By analyzing the results of the questionnaire, we found that some trainees were more optimistic about Questions B-5 of Questionnaire 1# than our team had expected. Although the test scores of the students who only received the traditional teaching method for Crowe’s classifications III and IV DDH-THAs indicated failure, they nevertheless indicated in the questionnaire they had the courage to carry out DDH-THA on their own. However, the morality of these students may not be considered a problem because most of them are still required to carry out DDH-THAs under the guidance of senior surgeons. Perhaps their intention when answering the questionnaire was to carry out DDH-THA for Crowe’s classifications I and II by themselves. Of note, through this study, we found that students performing DDH-THA for Crowe’s classifications I and II had a good command of both RRA-SST and traditional teaching methods.
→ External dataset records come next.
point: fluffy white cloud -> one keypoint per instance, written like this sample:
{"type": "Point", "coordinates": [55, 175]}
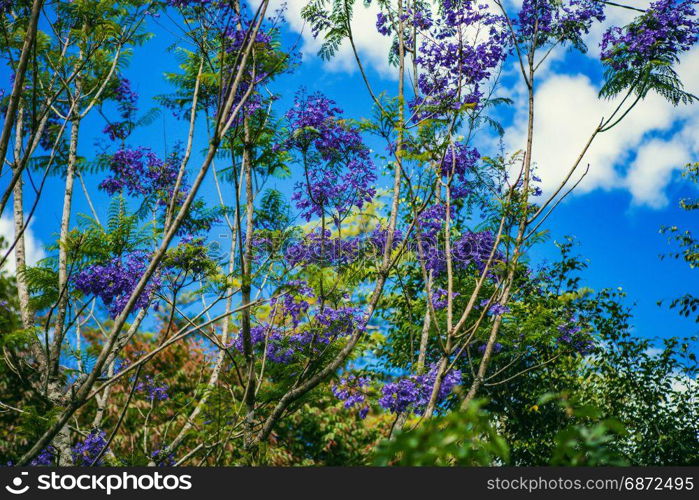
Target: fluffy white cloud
{"type": "Point", "coordinates": [371, 45]}
{"type": "Point", "coordinates": [641, 154]}
{"type": "Point", "coordinates": [33, 246]}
Overall, RRA-SST can help the trainees who are already in practice and not experienced enough to master adult DDH-THA surgical techniques well. In addition, it can be considered that the teaching effects of RRA-SST are significantly better than traditional surgical live teaching for adult DDH-THA (Crowe’s classifications II, III, and IV). The reason may be that, for surgical technique teaching, the teaching method of live practical operations should have the best teaching effect, which is consistent with most other research on surgical technique teaching [27, 28]. However, it should be noted that it is perhaps unsurprising that Group B performed worse than Group A in their first simulation assessment because Group B was not familiar with the model. Moreover, we can reasonably predict that RRA-SST should also be helpful for other orthopedic surgical technique training. RRA-SST was based on a new teaching aid model, which had production costs and technical thresholds that were not high and can be reconstructed through typical actual cases realistically. What is more, these new teaching aid models are easier to obtain than cadaveric specimens. Therefore, this practical training based on the new teaching aid model should be promoted.
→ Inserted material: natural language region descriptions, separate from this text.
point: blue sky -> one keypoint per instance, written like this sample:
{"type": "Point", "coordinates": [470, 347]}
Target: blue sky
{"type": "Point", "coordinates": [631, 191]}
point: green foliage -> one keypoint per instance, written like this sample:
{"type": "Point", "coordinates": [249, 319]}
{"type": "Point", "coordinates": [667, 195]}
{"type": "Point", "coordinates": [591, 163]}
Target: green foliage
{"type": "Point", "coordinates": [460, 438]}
This study had some limitations. First, the sample size of this study was small. There were only 26 trainees in total in the two groups. Although some participants who may have caused interference were removed, it is difficult to completely avoid selection bias. Second, the questionnaires of this study were not able to eliminate the influence of the participants’ subjective preferences. For surgeons, it is likely to be subjective preference for practical operation live teaching [29]. Based on analyses of the training effects of the surgery simulation test, we concluded that RRA-SST improved the training effects. Third, this study only reflects the situation in China. In developed countries with more advanced medical education and a high level residential training system [30, 31], the significance of RRA-SST in teaching remains to be studied further.

Conclusions

Our study showed that the use of RRA-SST improves trainee performance in a simulation assessment. RRA-SST can be helpful to trainees who are already in practice and not experienced enough to have mastered adult DDH-THA surgical techniques well. Perhaps RRA-SST will also be helpful in training programs for other orthopedic surgical techniques.